Спектакли «Ромео и Джульетты» продолжались до весны. Для меня это было счастливое время, лишь слегка омраченное переутомлением. «Тайный агент», законченный как раз перед Новым годом, не получился в монтаже, и два месяца спустя мне пришлось сниматься в течение еще двух недель, чтобы сделать новый эпизод взамен неудачного.

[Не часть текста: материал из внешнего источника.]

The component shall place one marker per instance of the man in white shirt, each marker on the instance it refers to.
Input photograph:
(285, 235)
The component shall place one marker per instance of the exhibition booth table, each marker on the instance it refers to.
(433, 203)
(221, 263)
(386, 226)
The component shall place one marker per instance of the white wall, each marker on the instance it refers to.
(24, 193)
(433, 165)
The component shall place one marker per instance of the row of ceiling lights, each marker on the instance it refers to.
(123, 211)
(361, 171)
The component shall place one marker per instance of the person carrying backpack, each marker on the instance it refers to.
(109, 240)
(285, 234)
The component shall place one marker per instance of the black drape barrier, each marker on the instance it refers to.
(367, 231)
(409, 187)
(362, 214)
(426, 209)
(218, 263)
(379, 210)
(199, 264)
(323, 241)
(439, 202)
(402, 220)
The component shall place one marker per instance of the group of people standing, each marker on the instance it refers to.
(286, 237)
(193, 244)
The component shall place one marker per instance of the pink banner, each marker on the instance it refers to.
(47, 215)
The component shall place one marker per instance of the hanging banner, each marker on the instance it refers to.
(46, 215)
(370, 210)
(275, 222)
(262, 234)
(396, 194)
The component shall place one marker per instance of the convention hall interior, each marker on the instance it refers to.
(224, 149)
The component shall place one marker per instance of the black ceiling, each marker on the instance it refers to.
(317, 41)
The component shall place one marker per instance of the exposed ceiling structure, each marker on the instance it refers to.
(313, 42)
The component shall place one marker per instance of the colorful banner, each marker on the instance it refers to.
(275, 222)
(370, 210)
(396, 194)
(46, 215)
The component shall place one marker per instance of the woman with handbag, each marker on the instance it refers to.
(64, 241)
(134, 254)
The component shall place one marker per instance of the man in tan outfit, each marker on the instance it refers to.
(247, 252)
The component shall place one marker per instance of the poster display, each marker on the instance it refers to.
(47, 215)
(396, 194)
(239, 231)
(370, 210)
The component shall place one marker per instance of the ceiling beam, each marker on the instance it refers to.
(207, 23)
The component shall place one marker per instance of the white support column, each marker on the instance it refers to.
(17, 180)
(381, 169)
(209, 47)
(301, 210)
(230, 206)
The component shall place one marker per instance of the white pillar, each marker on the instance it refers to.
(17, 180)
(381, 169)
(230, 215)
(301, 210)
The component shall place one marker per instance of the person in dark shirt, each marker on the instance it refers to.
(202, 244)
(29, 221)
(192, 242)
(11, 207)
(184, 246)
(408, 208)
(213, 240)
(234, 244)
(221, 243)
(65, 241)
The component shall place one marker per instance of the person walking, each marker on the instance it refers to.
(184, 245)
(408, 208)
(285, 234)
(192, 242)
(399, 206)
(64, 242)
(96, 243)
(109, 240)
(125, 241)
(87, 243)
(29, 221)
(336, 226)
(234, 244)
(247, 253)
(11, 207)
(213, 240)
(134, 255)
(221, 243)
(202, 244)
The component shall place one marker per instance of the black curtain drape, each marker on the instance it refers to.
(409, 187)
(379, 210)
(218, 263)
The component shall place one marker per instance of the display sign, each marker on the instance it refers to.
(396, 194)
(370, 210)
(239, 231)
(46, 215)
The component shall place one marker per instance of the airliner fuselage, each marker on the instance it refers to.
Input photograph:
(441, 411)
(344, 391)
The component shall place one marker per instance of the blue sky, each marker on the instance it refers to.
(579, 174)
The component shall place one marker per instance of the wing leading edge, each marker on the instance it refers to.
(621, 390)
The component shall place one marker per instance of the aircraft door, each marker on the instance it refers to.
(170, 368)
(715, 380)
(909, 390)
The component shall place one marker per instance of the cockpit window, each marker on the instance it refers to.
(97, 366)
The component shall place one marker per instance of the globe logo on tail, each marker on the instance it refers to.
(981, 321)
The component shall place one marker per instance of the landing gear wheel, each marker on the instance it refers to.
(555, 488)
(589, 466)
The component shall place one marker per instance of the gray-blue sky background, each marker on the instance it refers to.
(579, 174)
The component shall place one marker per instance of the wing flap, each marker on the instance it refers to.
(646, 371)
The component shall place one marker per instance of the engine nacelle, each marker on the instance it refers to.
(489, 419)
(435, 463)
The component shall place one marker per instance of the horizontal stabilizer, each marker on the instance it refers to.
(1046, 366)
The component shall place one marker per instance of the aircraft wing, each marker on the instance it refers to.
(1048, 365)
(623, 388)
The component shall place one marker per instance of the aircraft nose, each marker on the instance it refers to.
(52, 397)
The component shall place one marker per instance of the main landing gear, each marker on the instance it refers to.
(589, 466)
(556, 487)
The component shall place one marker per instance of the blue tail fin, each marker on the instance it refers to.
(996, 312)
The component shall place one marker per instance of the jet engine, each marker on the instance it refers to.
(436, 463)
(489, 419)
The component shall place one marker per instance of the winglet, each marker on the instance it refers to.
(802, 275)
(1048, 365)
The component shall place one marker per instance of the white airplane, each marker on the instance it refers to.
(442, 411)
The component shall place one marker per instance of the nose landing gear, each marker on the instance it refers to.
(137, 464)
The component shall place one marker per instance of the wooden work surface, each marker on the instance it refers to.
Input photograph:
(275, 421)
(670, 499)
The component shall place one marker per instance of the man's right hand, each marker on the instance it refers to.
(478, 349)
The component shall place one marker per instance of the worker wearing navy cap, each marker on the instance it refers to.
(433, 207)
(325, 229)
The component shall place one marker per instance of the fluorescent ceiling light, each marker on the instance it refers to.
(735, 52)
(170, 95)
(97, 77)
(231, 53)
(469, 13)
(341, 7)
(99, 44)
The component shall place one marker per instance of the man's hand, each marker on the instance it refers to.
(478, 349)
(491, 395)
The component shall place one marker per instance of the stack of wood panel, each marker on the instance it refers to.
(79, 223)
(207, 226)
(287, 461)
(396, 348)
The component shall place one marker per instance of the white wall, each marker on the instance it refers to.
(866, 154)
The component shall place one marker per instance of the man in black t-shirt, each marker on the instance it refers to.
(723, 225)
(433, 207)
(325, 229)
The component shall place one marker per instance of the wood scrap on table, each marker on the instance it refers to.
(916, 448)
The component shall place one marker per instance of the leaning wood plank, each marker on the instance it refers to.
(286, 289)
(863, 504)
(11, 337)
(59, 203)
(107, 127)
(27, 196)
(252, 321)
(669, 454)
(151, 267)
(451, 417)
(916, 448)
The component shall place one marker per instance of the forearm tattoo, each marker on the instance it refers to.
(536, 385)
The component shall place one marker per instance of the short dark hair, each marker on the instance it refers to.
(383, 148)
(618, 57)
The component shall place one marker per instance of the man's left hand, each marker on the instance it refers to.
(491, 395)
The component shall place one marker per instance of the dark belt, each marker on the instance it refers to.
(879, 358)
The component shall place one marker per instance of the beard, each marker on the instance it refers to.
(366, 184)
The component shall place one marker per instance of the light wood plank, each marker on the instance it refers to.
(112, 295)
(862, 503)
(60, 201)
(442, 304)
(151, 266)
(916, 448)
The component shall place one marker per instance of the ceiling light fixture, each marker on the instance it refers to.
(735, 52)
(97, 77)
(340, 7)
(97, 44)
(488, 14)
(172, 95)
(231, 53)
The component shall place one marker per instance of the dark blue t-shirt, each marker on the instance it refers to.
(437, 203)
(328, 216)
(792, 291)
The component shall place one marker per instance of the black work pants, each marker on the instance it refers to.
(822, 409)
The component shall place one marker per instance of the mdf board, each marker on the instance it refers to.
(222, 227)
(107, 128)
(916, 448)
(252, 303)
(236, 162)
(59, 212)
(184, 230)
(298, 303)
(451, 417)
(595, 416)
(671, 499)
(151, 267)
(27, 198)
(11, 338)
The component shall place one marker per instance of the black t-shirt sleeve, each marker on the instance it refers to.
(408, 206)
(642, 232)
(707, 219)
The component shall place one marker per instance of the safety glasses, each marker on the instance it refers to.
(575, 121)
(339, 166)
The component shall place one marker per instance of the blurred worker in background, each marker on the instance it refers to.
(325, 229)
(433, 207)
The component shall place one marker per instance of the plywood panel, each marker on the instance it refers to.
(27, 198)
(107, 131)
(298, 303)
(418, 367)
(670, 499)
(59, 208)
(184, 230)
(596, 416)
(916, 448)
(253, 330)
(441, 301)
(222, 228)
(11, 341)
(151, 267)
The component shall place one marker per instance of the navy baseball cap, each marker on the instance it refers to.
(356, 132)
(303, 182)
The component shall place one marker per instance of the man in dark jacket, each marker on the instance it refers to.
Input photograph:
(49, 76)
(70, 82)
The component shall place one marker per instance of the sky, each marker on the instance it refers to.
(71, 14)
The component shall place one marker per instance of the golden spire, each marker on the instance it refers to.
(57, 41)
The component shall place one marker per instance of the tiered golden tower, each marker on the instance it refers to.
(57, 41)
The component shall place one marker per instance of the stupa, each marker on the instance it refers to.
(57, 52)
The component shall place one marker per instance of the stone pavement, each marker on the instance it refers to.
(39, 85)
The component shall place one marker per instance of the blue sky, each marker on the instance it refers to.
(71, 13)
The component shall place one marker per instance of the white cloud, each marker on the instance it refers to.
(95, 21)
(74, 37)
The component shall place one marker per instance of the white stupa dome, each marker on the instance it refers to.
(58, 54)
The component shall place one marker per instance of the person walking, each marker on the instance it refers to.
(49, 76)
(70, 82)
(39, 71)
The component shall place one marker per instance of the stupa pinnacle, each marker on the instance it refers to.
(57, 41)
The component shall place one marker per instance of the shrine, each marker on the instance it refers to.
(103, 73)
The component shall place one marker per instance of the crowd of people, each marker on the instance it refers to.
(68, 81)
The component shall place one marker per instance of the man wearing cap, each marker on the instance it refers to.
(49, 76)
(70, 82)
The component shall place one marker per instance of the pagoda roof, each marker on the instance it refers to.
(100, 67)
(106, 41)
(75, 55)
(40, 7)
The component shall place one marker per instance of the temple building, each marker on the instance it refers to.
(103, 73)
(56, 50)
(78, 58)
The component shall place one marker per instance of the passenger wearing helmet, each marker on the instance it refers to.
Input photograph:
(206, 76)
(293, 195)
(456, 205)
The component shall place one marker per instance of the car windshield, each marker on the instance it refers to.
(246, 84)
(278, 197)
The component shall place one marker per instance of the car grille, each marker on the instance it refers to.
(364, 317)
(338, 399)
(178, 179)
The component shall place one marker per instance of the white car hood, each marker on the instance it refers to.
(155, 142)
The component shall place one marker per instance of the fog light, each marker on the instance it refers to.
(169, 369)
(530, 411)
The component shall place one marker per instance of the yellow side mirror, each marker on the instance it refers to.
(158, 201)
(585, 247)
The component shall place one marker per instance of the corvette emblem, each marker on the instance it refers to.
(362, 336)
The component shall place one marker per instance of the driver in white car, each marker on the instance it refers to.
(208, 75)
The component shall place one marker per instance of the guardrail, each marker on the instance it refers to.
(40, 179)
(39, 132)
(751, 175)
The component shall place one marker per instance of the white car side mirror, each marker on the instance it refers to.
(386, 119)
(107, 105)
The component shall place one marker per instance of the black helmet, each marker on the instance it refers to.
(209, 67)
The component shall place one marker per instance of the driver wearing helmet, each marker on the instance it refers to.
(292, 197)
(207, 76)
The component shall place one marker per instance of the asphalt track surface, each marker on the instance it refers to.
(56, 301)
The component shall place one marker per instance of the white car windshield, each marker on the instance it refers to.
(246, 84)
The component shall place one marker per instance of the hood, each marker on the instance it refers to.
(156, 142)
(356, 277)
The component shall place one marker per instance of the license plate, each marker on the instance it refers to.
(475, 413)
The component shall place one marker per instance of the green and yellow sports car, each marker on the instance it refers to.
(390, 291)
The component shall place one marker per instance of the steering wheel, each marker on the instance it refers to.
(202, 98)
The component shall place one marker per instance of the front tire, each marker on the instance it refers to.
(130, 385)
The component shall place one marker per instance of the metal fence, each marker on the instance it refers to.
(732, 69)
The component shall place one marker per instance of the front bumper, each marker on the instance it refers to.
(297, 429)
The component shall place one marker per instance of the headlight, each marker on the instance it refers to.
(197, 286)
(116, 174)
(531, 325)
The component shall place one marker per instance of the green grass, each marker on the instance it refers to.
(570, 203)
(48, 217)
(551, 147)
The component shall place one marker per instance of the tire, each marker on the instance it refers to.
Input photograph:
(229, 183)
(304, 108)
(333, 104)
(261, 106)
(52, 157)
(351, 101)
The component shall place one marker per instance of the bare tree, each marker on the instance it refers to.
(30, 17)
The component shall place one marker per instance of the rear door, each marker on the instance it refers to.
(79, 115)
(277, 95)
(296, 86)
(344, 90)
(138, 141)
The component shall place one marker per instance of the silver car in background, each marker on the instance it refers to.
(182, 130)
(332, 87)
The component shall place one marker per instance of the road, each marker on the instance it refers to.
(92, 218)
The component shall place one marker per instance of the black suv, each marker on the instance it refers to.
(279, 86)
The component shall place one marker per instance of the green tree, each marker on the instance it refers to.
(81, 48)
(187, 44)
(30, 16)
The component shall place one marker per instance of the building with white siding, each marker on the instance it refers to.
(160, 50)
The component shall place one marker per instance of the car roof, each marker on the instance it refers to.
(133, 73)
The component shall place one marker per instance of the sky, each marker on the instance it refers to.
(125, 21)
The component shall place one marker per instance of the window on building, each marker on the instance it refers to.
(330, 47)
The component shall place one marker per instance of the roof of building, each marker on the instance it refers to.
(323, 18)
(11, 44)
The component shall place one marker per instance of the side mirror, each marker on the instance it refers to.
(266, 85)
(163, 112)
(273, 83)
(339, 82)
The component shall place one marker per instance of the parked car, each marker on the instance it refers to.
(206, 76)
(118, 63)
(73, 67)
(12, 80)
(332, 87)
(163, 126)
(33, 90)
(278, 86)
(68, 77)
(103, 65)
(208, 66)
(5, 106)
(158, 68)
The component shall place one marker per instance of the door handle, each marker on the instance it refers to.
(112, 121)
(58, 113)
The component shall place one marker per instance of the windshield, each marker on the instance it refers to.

Моя идея поочередно с Оливье исполнять роли Ромео и Меркуцио очень понравилась публике и показала, что в спектакле можно совершенно по-разному играть две ведущие роли, не нарушая общего хода и ритма постановки. Единственной трудностью были наши общие сцены, где мы все время боялись перехватить реплику друг у друга. Если я не соблюдал осторожности, играя Ромео и наблюдая за Ларри в роли Меркуцио, то невольно шевелил губами и вторил ему в монологе о королеве Маб. Живость, выигрышная внешность, юмор и прямота Ларри дают ему немалые преимущества передо мной. Вдобавок он превосходный фехтовальщик, и его захватывавший дух поединок с Тибальтом был великолепной прелюдией к сцене смерти Меркуцио. Когда же он играл Ромео, его любовные сцены были предельно правдивы и нежны, а его трагическая печаль — глубоко трогательна.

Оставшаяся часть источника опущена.